Hoje temos uma “luta de classes”, não com caráter clássico, mas com uma nova roupagem, porque envolve poder econômico, religião, etnia e representatividade em diversos setores. Quando você democratiza espaços, dá condições para que pessoas ascendam de classes por meio do consumo. É automático que você vai enfrentar um realinhamento que, muitas das vezes, é traumático e violento. É importante lembrar que a situação política é ruim no Brasil e no mundo, a cultura do capitalismo tem enfrentado uma série de complicações.

Desde moleque ouvi Sepultura, Napalm Death, Ratos de Porão e Racionais. Essas letras, que colaboraram com meu desenvolvimento e me inspiraram, foram criadas há mais de 20 anos, e hoje continuam atuais. O agravante dessa história é que a classe trabalhadora periférica a qual representamos ao escrever nossas letras, que ouve nosso som, que vai em shows, é parte desse momento reacionário defensor dos privilégios da elite e isso é realmente preocupante.

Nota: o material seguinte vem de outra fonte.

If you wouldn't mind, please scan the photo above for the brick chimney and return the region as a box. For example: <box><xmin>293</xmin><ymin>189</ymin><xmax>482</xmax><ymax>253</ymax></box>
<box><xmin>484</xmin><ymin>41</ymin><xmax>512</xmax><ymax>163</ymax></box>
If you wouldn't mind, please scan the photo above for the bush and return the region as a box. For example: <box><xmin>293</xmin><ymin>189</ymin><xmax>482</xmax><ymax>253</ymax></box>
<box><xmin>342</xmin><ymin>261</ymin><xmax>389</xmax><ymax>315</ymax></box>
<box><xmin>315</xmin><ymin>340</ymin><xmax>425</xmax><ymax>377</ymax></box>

Sounds: Human Savage é um disco mais maduro e puxado para o death metal, principalmente nos riffs e solos. Vocês concordam? O que mais vocês acham que mudou de um disco para outro?
Rodrigo: A idéia foi essa. Tentar deixar um lado mais homogêneo voltado para o detão mesmo, como em “March of Wolves”. Temos consciência de que quisemos deixar o lance todo mais grave, pesado e denso. Há ainda um pouco de pegada de crust junto com grind também.

Sounds: De onde vem a intro de “Rotation”?
Caio: Cânticos sagrados de monges tibetanos. É algo que sempre quis usar. O Crânula tem um lado espiritual envolvido, não sei explicar o motivo, mas gosto de usar referências das filosofias budistas. A atmosfera tornou possível o uso de cânticos litúrgicos. Cria um climão na parada.

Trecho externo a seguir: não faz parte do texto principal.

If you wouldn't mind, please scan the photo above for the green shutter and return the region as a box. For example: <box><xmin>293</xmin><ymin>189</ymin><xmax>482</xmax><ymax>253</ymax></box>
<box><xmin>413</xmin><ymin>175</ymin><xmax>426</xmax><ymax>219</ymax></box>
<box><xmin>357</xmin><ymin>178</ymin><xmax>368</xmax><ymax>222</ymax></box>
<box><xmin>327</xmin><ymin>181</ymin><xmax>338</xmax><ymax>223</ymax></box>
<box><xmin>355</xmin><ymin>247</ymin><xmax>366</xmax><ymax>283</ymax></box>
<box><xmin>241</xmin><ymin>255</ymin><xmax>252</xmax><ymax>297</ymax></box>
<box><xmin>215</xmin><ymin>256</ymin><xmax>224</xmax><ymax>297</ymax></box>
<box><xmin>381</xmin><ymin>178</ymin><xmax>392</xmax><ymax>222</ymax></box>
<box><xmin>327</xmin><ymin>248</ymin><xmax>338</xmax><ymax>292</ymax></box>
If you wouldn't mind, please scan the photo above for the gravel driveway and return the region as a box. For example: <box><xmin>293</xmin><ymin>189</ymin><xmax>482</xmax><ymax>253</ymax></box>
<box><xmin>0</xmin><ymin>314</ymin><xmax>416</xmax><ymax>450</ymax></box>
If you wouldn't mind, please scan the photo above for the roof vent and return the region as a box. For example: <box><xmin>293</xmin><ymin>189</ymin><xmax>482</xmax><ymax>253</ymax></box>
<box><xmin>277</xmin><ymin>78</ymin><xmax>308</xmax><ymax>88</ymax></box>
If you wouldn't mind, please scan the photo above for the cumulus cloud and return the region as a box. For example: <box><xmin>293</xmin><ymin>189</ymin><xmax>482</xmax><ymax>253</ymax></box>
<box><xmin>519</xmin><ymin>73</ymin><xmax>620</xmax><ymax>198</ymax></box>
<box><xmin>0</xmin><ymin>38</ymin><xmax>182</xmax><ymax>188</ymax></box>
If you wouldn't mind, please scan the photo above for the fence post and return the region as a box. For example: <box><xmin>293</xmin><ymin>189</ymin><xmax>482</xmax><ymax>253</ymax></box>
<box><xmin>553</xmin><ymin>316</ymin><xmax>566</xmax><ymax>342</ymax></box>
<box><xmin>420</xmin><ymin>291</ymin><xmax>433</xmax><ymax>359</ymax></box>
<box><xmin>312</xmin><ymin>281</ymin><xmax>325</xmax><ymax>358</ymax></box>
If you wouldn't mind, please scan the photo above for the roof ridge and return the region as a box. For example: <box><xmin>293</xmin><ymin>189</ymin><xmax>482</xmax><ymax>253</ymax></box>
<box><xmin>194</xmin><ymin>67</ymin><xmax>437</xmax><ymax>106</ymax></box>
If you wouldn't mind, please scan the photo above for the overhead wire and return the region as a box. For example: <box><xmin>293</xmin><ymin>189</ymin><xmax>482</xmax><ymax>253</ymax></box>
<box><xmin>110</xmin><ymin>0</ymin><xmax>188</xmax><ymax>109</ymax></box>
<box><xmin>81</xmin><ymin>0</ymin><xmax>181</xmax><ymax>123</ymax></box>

Sounds: No Human Savage você conseguiu criar um timbre de vocal meio Glen Benton da fase Legion que funcionou muito bem e casou com as novas músicas. Por que essa mudança?
Caio: Citar o Legion me emociona cara, foi o primeiro disco do Deicide que ganhei e certamente o Benton tem alguma influência no lance da voz. Quando gravei o Paralaxe, o Carlos sempre dizia pra usar um timbre mais aberto, então acabei seguindo a linha que era mais próxima do Desalmado. O timbre de vocal de hoje é o que sempre busquei, meus últimos 4 anos foram todos em cima de gravações, é natural atingir um certo nível de maturidade. Tinha fechado com o Rodrigo, “vamos fazer um álbum totalmente pendenga pro death metal” e o vocal foi fundamental nesse processo. Acho que atingimos o objetivo.

Sounds: A capa de Human Savage ficou muito foda. Quem cuida da parte gráfica na banda?
Rodrigo: A capa foi feita pela Ece Bas, uma amiga nossa da Turquia que é tatuadora. Ela, em um primeiro momento, se ofereceu para fazer uma ilustração para a banda, que ainda não usamos. Depois disso, pensamos que ela seria a pessoa ideal para ilustrar esse EP, já que sendo fã e amiga, captaria a ideia e seria um prazer deixar ela criar para nós, imprimir seu estilo de pintura. A parte gráfica eu cuido, trabalho com isso e gosto de fazer. Criar a imagem do Crânula é mais um processo criativo além dos sons.

Sounds: Há quanto tempo vocês estão juntos na banda? O que pretendem atingir com ela e o que os faz continuar, considerando os perrengues que vocês já passaram como músicos independentes?
Rodrigo: A banda tem 4 anos, mas com a formação atual estamos há 2 anos. A ideia é conseguir tocar muito mais (no momento a movimentação de shows para banda independente está meio fraco, é o que parece), e muito mesmo mais fora de SP para divulgar esse novo EP e finalmente gravar um disco completo/full, com sons novos com uma gravação melhor ainda. O mais brutal possível.